Mersenne, como era de esperar, voló (es un decir, fue obviamente por tierra) a Italia, donde presenció una repetición del experimento del mercurio, y al volver a Francia habló del asunto a Pierre Petit Pascal, ingeniero y consejero real, y padre del famoso Blaise, que reprodujo el experimento, obteniendo idénticos resultados.

Naturalmente, ni los escolásticos ni los cartesianos se convencieron: para los primeros, el espacio vacío estaba lleno de vapores de mercurio; para los cartesianos, de materia sutil.

Pascal diseñó un experimento vistoso para refutar a los escolásticos: hizo llenar un tubo de agua y otro de vino (tinto), preguntando a los asistentes cuál creían que iba a alcanzar mayor altura. La respuesta general fue que sería el agua, ya que el vino, más volátil, dejaría emanar más vapores. Sucedió lo contrario: el vino se elevó unos cuantos centímetros por encima del agua.

Luego de esto, Pascal realizó los famosos experimentos del monte Puy de Dome para refutar las tesis cartesianas, que él veía como un nuevo aristotelismo (y en cierto modo tenía razón).

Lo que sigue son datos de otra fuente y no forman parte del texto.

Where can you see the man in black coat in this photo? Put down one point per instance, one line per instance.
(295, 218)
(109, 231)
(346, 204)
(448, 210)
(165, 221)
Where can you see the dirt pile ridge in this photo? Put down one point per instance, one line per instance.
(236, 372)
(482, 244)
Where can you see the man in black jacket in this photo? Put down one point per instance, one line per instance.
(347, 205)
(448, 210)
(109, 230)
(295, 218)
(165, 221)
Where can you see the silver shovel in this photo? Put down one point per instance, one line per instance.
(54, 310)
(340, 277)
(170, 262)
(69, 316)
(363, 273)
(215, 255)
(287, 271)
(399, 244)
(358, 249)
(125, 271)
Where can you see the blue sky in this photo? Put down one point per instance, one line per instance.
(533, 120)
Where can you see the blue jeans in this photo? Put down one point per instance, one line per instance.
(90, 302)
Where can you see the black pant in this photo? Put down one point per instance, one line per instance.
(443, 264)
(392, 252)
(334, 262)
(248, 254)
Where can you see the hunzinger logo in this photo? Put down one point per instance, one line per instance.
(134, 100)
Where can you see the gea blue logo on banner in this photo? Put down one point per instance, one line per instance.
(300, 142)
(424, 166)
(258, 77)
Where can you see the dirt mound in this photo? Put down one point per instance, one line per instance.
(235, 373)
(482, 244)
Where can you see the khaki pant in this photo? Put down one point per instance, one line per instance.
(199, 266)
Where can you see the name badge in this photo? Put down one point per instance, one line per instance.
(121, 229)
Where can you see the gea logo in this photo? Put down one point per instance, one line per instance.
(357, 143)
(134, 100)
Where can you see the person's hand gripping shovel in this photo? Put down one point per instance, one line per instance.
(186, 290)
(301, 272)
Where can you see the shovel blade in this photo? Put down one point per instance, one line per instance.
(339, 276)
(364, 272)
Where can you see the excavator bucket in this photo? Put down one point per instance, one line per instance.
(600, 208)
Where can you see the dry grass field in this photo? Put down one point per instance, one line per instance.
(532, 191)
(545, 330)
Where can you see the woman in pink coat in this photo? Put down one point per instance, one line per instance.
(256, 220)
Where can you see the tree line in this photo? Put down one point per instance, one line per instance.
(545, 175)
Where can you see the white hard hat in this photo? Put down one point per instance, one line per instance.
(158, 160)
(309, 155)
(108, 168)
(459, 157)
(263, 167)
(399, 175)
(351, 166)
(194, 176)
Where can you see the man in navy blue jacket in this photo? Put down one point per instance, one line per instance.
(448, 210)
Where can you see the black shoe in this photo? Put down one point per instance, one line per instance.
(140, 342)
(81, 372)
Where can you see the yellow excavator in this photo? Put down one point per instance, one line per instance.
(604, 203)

Midió allí la columna de mercurio a diferentes alturas sobre el nivel del mar, y pudo comprobar que cuanto más se ascendía, más bajaba la columna: la idea de presión atmosférica estaba en marcha (de hecho, Pascal había inventado el barómetro).

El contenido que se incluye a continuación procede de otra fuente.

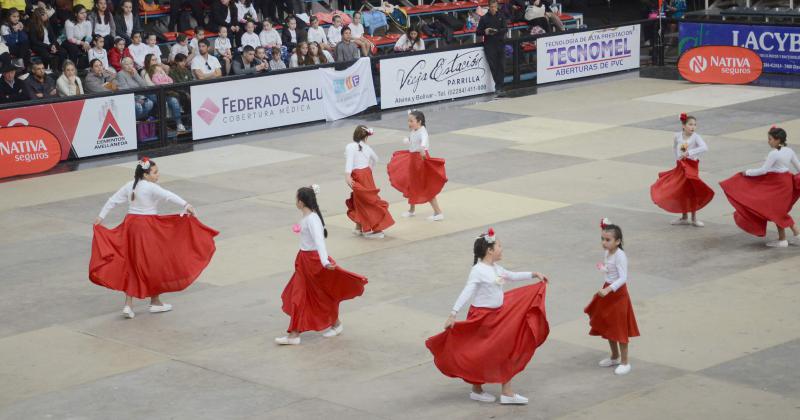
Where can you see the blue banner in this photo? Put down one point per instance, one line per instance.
(778, 46)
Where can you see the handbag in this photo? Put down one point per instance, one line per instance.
(534, 12)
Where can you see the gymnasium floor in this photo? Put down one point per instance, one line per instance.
(718, 311)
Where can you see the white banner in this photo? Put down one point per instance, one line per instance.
(584, 54)
(107, 125)
(347, 92)
(257, 103)
(433, 77)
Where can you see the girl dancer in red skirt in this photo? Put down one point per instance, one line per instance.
(364, 207)
(318, 285)
(681, 190)
(147, 254)
(414, 172)
(767, 193)
(610, 311)
(502, 330)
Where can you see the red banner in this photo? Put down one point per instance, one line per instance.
(720, 64)
(27, 150)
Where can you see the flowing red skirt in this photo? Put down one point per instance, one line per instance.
(365, 206)
(313, 294)
(420, 180)
(493, 345)
(762, 199)
(148, 255)
(612, 317)
(681, 190)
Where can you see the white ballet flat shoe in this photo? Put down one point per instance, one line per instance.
(155, 309)
(608, 362)
(333, 331)
(288, 341)
(516, 399)
(482, 397)
(622, 369)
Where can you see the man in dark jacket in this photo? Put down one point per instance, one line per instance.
(492, 27)
(11, 87)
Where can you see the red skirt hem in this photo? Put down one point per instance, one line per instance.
(681, 190)
(149, 255)
(493, 345)
(420, 180)
(365, 207)
(612, 317)
(313, 294)
(761, 199)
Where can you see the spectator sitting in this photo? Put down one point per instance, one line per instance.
(117, 53)
(335, 32)
(43, 39)
(181, 46)
(138, 50)
(249, 37)
(40, 85)
(248, 64)
(291, 36)
(98, 52)
(317, 34)
(79, 33)
(223, 50)
(15, 37)
(102, 22)
(98, 80)
(347, 49)
(126, 23)
(316, 55)
(276, 63)
(11, 88)
(205, 66)
(69, 84)
(300, 54)
(410, 41)
(127, 78)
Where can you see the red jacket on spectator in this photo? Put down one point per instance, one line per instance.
(115, 57)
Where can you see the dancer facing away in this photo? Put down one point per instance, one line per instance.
(364, 207)
(502, 330)
(768, 193)
(681, 190)
(318, 285)
(147, 254)
(414, 172)
(610, 311)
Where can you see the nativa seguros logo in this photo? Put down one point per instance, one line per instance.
(27, 150)
(720, 64)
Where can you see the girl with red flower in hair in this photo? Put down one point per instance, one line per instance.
(502, 330)
(681, 190)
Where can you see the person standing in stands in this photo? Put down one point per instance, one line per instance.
(492, 27)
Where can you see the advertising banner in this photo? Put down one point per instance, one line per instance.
(583, 54)
(719, 64)
(434, 77)
(778, 46)
(237, 106)
(347, 92)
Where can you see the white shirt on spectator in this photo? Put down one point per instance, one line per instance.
(146, 201)
(250, 39)
(270, 38)
(317, 35)
(778, 161)
(199, 63)
(138, 52)
(359, 159)
(312, 237)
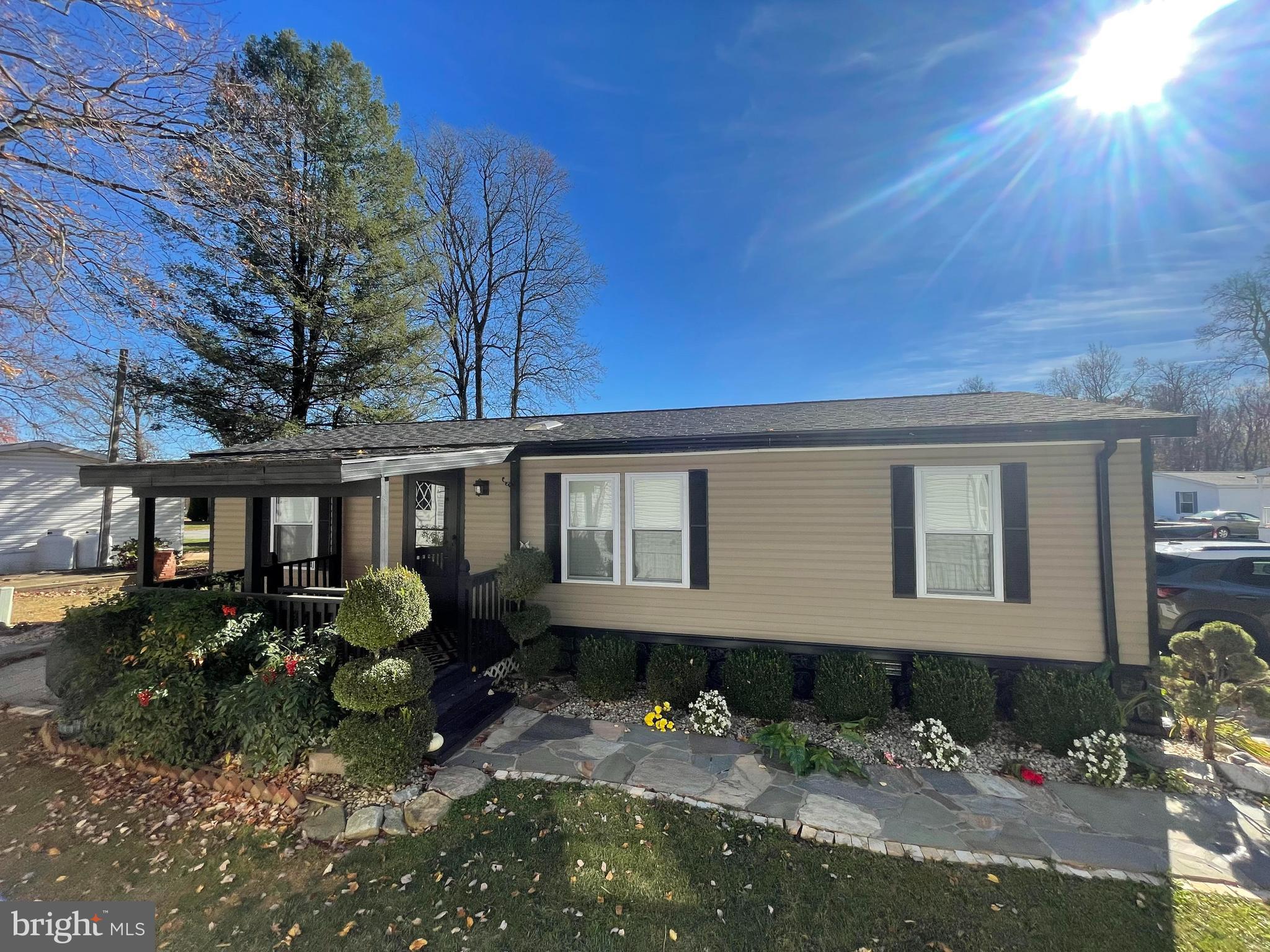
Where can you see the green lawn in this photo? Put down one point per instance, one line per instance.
(564, 867)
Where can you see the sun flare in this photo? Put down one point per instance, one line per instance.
(1139, 52)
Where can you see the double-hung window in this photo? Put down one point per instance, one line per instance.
(590, 527)
(657, 528)
(958, 527)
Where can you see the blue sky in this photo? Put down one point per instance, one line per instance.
(814, 201)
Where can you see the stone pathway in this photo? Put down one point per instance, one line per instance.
(926, 814)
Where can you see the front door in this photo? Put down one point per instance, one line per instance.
(437, 498)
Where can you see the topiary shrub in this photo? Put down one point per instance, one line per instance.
(606, 668)
(676, 673)
(381, 751)
(850, 687)
(523, 573)
(957, 691)
(374, 684)
(384, 607)
(1055, 707)
(758, 682)
(538, 659)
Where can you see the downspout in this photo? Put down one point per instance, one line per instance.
(1103, 490)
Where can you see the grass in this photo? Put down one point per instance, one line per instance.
(644, 868)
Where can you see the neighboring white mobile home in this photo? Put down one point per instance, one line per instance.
(40, 491)
(1186, 493)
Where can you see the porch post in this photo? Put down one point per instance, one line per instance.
(257, 549)
(146, 541)
(380, 526)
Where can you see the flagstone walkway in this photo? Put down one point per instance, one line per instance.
(928, 814)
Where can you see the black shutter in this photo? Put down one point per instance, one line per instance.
(551, 521)
(699, 530)
(904, 534)
(1016, 560)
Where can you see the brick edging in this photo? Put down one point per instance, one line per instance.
(894, 848)
(207, 776)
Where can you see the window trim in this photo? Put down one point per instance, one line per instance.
(998, 574)
(685, 530)
(615, 482)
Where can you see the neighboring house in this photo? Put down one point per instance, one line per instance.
(1180, 494)
(1005, 526)
(40, 490)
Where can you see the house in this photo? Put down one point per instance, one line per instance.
(1013, 527)
(41, 491)
(1179, 494)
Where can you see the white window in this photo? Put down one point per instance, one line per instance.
(959, 532)
(295, 528)
(590, 528)
(657, 528)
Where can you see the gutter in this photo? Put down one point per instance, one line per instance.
(1103, 490)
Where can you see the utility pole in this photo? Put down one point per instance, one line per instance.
(112, 456)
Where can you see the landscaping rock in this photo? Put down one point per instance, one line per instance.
(365, 823)
(324, 826)
(427, 810)
(459, 782)
(323, 760)
(394, 822)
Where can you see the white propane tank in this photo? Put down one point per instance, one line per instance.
(86, 551)
(56, 551)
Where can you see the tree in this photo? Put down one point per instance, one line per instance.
(1100, 376)
(975, 385)
(293, 311)
(97, 99)
(513, 275)
(1240, 305)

El fantasma del vacío recorría Europa: en Magdeburgo, Alemania, Otto von Guericke hizo la famosa experiencia pública de los hemisferios. Juntó dos esferas metálicas huecas de 500 litros de capacidad, hizo el vacío en ellas, y luego probó que no alcanzaba con ocho caballos de cada lado para separarlas. Cuando se dejaba entrar el aire, por el contrario, hacía falta una fuerza mínima.

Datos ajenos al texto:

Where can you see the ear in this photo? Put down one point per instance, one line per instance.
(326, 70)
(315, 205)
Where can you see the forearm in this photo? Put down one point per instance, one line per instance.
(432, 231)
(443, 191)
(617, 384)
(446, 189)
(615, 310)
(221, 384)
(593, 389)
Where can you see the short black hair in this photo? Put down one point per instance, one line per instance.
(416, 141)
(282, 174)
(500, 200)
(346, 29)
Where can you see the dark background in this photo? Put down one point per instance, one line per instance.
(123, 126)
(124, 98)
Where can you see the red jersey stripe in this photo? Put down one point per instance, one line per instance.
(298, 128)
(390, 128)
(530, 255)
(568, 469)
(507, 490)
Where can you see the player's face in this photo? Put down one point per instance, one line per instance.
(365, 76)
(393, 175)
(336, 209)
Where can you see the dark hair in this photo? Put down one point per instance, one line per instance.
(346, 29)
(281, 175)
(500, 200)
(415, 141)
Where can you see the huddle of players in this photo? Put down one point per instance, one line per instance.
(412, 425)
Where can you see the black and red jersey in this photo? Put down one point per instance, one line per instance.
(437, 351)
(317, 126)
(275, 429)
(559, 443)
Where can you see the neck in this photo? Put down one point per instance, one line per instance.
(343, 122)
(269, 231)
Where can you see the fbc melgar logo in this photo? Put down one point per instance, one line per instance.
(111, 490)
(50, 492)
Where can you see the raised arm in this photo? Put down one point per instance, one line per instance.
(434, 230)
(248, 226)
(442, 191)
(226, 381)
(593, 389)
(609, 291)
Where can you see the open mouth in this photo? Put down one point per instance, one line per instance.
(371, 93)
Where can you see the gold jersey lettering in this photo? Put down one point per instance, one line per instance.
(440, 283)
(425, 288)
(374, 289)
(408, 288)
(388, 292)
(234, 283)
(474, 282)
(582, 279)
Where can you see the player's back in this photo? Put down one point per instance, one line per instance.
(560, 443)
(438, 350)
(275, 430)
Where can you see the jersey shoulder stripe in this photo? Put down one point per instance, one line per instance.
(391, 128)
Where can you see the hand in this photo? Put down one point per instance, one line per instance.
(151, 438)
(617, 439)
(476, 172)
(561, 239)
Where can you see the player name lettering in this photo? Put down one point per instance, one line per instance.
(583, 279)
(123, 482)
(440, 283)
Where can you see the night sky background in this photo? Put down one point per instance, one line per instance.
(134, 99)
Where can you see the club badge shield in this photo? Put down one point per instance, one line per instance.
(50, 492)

En tanto, en la Royal Society, Boyle y Hooke diseñaron una bomba neumática que permitía obtener vacíos más fácilmente, y gracias a la cual —cuenta Newton en los Principia— pudo verse a la pluma y la piedra caer simultáneamente, como sostenía la ley de Galileo.

El triunfo del vacío tiene una doble significación: por empezar, mostró cómo un experimento en la línea inductiva podía destronar una teoría derivada de una concepción y sistema metafísico, tanto en el caso de Aristóteles como en el de Descartes, que había durado siglos. Por el otro, fortalecía la teoría del espacio absoluto y previo, y la de los atomistas, que Newton también adoptó y que permitiría el compromiso de 1687.

El vacío había triunfado.

Pero tendría, siglos más tarde, nuevos, divertidos y vistosos avatares.